The main elements of the proposals for a reformed Junior Cycle are:

  • A revised final exam will be marked by the State Examinations Commission (SEC)
  • Subject teachers will assess students’ progress through Classroom-Based Assessments (CBAs), with one assessment event per subject in both second and third years.
  • A written Assessment Task, based on the second CBA, will be completed in each subject in third year, marked by SEC and form part of the overall exam result. 
  • Students will study a maximum of ten subjects for State certification.
  • A new subject, “Well-being”, will be studied by all students. This will encompass Physical Education, SPHE and CSPE. New courses will be available for each of these subject areas, and overall learning time will be 400 hours.
  • Students can take short courses, which will be based on programmes developed by the National Council for Curriculum and Assessment (NCCA) or schools themselves, require 100 hours of learning, and be assessed through Classroom-Based Assessment. 
  • Following the completion of the three year Junior Cycle students will receive from their school a Profile of Achievement document which will record their progress in all areas, including the written exam, the Classroom-Based Assessments and other extra curricular activities.
  • An updated Junior Cycle Framework will be published by the end of June this year, providing full details of the possible combination of subjects and short courses.

Announcing her support for the changes, Minister O’Sullivan said: “I wholeheartedly recommend these revised proposals, and believe they merit the support of all involved in education in Ireland. They place the student at the centre of the learning process, and allow for new ways of learning to be properly assessed.

“Expanding the type of assessment and the skills to be assessed is central to junior cycle reform, and, through negotiation, we have been able to deliver the best of both worlds. Students will sit a valued written exam, and have much more of their development and progress measured through classroom assessment.

“All of these changes have been a long time coming, and I hope that with today’s announcement, we can move to implementing the measures that are needed to best serve our young people.”


Notes for Editors:

The full proposal document is available here- Junior Cycle Reform - Joint Statement on Principles and Implementation

Further details of the proposals, under each principle area:

Recognising a wide range of learning-

The Junior Cycle will encompass learning in subjects or a combination of subjects and short courses, to allow students to develop skills for the 21st century.

Classroom- based assessment will allow students to demonstrate a wide range of skills and abilities, and will involve constructive feedback from teachers.

Reducing the focus on one terminal exam-

A revised Junior Cert exam will be one element of junior cycle assessment.

The exam questions will be aligned with the learning objectives of the revised curriculum specifications.

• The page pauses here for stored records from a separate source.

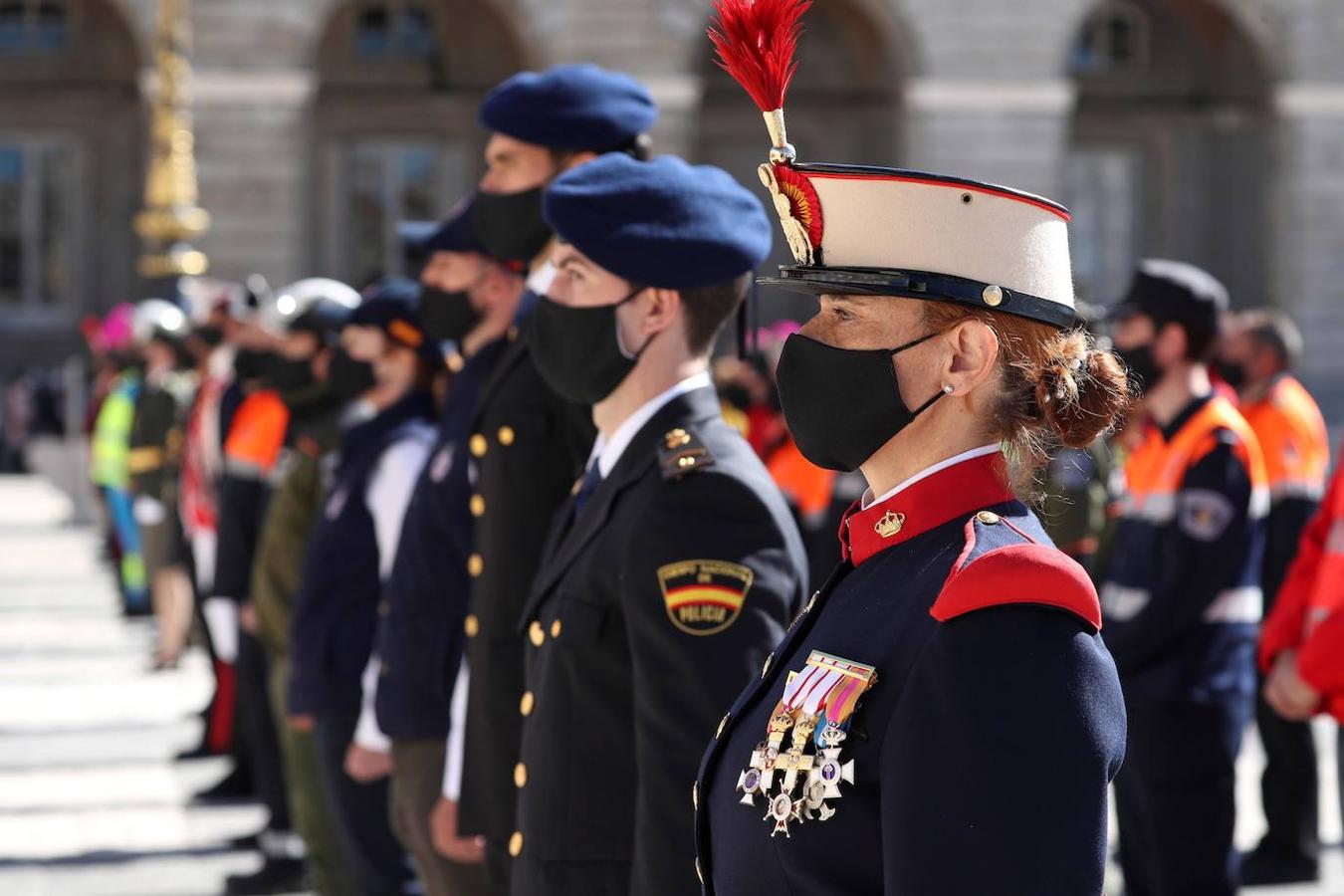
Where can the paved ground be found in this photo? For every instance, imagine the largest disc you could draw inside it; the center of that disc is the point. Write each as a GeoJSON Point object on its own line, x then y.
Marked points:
{"type": "Point", "coordinates": [91, 799]}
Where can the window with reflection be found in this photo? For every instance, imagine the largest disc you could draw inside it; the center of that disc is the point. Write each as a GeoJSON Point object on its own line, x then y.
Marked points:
{"type": "Point", "coordinates": [392, 30]}
{"type": "Point", "coordinates": [1112, 42]}
{"type": "Point", "coordinates": [386, 181]}
{"type": "Point", "coordinates": [37, 222]}
{"type": "Point", "coordinates": [34, 27]}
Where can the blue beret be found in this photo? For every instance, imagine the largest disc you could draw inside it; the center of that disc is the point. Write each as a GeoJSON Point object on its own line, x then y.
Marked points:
{"type": "Point", "coordinates": [570, 107]}
{"type": "Point", "coordinates": [660, 223]}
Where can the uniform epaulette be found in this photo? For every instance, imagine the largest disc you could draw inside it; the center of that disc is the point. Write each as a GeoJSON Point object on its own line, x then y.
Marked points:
{"type": "Point", "coordinates": [1013, 569]}
{"type": "Point", "coordinates": [682, 452]}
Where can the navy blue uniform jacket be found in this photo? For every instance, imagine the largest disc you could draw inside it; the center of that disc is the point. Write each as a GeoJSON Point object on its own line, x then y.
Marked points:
{"type": "Point", "coordinates": [336, 607]}
{"type": "Point", "coordinates": [419, 634]}
{"type": "Point", "coordinates": [984, 749]}
{"type": "Point", "coordinates": [651, 608]}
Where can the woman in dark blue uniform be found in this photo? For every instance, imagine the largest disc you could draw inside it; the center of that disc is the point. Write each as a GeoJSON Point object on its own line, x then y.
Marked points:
{"type": "Point", "coordinates": [943, 718]}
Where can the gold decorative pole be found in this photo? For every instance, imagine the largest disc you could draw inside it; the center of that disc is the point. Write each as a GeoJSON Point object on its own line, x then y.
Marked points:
{"type": "Point", "coordinates": [171, 220]}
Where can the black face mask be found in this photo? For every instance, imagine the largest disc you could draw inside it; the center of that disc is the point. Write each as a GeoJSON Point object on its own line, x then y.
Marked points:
{"type": "Point", "coordinates": [1143, 368]}
{"type": "Point", "coordinates": [578, 349]}
{"type": "Point", "coordinates": [287, 375]}
{"type": "Point", "coordinates": [843, 404]}
{"type": "Point", "coordinates": [211, 336]}
{"type": "Point", "coordinates": [346, 377]}
{"type": "Point", "coordinates": [737, 395]}
{"type": "Point", "coordinates": [250, 364]}
{"type": "Point", "coordinates": [446, 318]}
{"type": "Point", "coordinates": [510, 225]}
{"type": "Point", "coordinates": [1232, 373]}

Giving prominence and importance to classroom-based assessment-

Structured CBAs will be selected by subject teachers from a number of possible assessment options for the subject, with standards set by the NCCA, in consultation with the SEC.

CBAs include project tasks, oral tasks, investigations, practical or designing and making tasks, field studies and artistic performance.

Developing a strong culture of professional collaboration between teachers-

Embedding assessment for learning will require a thorough focus of continuing professional development for teachers, and they will be supported in this by the Junior Cycle for Teachers Support Service.

Regular professional development among teachers will be required to support CBAs.

A broader picture of achievement is provided-

The “Junior Cycle Profile of Achievement” will give appropriate recognition to the formative and summative approaches embedded in the new programme.

All of the learning opportunities and experiences a student has will be valued, acknowledged and affirmed.